CMA generates two versions of the Cluster Report. The primary output of the CMA is an HTML file, that is automatically displayed in your default browser and saved in the Db folder displayed on the Settings page. An Excel file also generated in the same folder.
Reading the HTML Cluster Report
Viewing your clusters
HTML format cluster maps are drawn with filled in squares, each representing a match between two people. Clusters, generally, appear whenever groups of people match each other and with the person whose kit is being analyzed. Mousing over any colored square will show the kit names of the two matches.
You will notice two types of color-coded squares:
- Solid color squares: Matches are assigned colors by rows. Hover over a colored square to see both kit names. Solid color squares for matches meeting cluster criteria are assigned cluster numbers
- Black squares: The diagonal (solid black squares) provides a reference point for more easily locating a kit in the left column and the same person in the top row
Clusters consist of a set of numbered matching solid color squares and are surrounded by a black line. Because membership in clusters is based on matches sharing other matches in common (ICW) with your selected kit, clusters indicate a shared line of descent. Often, although not necessarily, cluster members share the same ancestors within that line.
Colored squares without numbers that fall between two adjacent clusters indicate a supercluster. CMA Superclusters consist set of clustered matches sharing segments in close proximity on the same chromosome indicating that larger region of that side of the chromosome is coming from the same general line.
It is essential to remember while CMA cluster maps provide valuable clues to shared descent, they are not proof per se of specific ancestors, although it is usually the case that cluster members are descendants of the same individual. Although superclustered matches share the ancestry from the same broad line, their most recent common ancestors (MRCA) may differ from cluster to cluster within the supercluster.
If you have a live internet connection and click a cluster, a popup menu will appear enabling you to see a list of cluster members or Chromosome Browser details (excluding Ancestry).
The HTML Cluster report allows you to array all matches by segment or, by toggling cluster, show only cluster members as in the example below where unclustered matches are removed after clicking Toggle Cluster (top center of graph)
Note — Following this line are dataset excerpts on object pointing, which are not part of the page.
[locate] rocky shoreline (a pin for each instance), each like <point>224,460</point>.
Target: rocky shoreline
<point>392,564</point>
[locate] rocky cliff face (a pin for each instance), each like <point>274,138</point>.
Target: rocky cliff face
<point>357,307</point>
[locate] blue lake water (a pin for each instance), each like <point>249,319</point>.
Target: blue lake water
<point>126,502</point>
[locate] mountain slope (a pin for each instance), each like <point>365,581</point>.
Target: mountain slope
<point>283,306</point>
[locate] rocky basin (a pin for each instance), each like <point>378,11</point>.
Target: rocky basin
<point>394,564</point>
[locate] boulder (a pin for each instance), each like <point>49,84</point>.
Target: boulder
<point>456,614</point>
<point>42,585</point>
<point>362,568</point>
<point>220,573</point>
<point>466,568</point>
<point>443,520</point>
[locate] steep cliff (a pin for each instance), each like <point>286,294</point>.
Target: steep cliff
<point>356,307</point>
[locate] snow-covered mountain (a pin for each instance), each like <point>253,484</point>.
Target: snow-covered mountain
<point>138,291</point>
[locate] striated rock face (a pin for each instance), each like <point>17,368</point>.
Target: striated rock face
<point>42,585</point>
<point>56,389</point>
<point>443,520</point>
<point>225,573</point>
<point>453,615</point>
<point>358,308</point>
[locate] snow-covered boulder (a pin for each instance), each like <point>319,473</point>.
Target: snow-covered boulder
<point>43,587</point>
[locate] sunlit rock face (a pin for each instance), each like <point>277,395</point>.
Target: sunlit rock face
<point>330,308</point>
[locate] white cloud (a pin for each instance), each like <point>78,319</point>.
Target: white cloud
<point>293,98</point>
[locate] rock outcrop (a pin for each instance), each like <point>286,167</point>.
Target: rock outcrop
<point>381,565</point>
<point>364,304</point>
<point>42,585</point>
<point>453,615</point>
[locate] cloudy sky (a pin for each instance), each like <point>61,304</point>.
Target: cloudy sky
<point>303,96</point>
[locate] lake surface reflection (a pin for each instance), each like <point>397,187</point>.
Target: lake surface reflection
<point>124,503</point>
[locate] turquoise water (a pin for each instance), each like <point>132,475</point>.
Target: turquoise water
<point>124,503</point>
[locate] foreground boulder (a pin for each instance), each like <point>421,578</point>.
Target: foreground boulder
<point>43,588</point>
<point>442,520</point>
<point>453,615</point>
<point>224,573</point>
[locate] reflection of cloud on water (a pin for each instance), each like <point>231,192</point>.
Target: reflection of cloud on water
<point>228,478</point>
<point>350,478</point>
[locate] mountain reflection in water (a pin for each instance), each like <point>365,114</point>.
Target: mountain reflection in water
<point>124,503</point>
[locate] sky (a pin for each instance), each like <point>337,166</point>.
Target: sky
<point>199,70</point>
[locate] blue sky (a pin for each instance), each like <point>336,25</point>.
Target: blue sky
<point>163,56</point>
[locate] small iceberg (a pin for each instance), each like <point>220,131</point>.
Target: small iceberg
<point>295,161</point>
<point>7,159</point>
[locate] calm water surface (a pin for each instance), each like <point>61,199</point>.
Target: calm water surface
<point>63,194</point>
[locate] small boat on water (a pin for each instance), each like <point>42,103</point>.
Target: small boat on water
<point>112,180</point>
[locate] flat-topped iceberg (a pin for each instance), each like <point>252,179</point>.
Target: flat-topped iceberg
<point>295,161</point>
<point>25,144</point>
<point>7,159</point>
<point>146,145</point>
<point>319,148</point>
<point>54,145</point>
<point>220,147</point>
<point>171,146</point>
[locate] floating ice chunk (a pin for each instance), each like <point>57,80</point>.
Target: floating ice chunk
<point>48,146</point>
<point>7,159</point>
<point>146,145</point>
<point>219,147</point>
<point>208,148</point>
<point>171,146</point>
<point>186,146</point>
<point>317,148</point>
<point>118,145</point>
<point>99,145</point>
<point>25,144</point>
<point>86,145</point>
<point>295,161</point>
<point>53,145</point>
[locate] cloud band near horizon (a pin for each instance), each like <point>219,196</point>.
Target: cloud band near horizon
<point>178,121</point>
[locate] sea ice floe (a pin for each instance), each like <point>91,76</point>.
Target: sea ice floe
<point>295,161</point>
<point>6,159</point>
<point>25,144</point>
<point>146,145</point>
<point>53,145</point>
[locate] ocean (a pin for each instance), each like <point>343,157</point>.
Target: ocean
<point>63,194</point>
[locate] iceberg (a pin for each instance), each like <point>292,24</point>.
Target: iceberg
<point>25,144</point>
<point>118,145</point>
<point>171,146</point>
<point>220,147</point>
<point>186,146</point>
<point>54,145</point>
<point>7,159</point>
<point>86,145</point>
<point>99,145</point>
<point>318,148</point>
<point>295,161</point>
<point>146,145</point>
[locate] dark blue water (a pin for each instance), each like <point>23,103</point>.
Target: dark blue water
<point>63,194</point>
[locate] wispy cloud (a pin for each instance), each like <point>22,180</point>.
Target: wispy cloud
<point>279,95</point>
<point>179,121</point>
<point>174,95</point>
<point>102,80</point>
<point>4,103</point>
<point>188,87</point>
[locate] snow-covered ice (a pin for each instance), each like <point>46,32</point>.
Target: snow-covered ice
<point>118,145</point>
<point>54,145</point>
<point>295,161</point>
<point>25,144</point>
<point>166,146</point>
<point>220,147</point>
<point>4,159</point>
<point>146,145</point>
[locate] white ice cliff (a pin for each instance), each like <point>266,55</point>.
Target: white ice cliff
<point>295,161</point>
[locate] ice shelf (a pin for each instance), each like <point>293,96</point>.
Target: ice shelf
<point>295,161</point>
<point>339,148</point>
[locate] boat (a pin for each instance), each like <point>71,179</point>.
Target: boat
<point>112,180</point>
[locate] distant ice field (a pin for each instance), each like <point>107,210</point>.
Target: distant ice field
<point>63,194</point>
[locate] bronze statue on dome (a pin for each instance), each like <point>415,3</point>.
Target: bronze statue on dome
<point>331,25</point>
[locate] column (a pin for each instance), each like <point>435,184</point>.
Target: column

Match details appear in the leftmost columns and in the last column on the right where a chromosome browser shows segments visually. Details include
- A tree icon linked to a publicly shared tree, if available and linked to the DNA kit. Unlinked trees may exist but are not indicated.
- Segment details including start, end, cM and SNPS
- The Match’s kit name – If available, clicking the name will open the Match page in a new tab.
- The color code assigned to the Match’s cluster
Reading the Excel Cluster Report
The Excel Report is a workbook with a worksheet for each chromosome that can be selected by clicking either the numbered Chromosome tabs along the bottom of the Excel window. Worksheets show the same data as the unclustered HTML view.
Unlike the HTML format, Excel data can be easily annotated, highlighted, or extracted as data. For example, where white rows alternate with color coded rows, a closer look at segment details provides clues to which side of the tree matches may becoming from since segments overlapping by 7 CM or more would be likely to be ICW matches and therefore cluster IF they are coming from the same ancestral line as the clusterable matches.
Some important items to note:
- The colors of the clusters are arbitrary! They were chosen to visually distinguish matches from each other. They repeat after the 10, so even if they are the same color, they don’t belong in the same cluster if they don’t touch!
- Although a cluster indicates a line of descent in common, the same line may have several clusters,
- The Cross-Cluster Matches (where there is strong indication a match also shares matches with another cluster) are sometimes as important as the clusters themselves. Treat them as clues for how the clusters are related.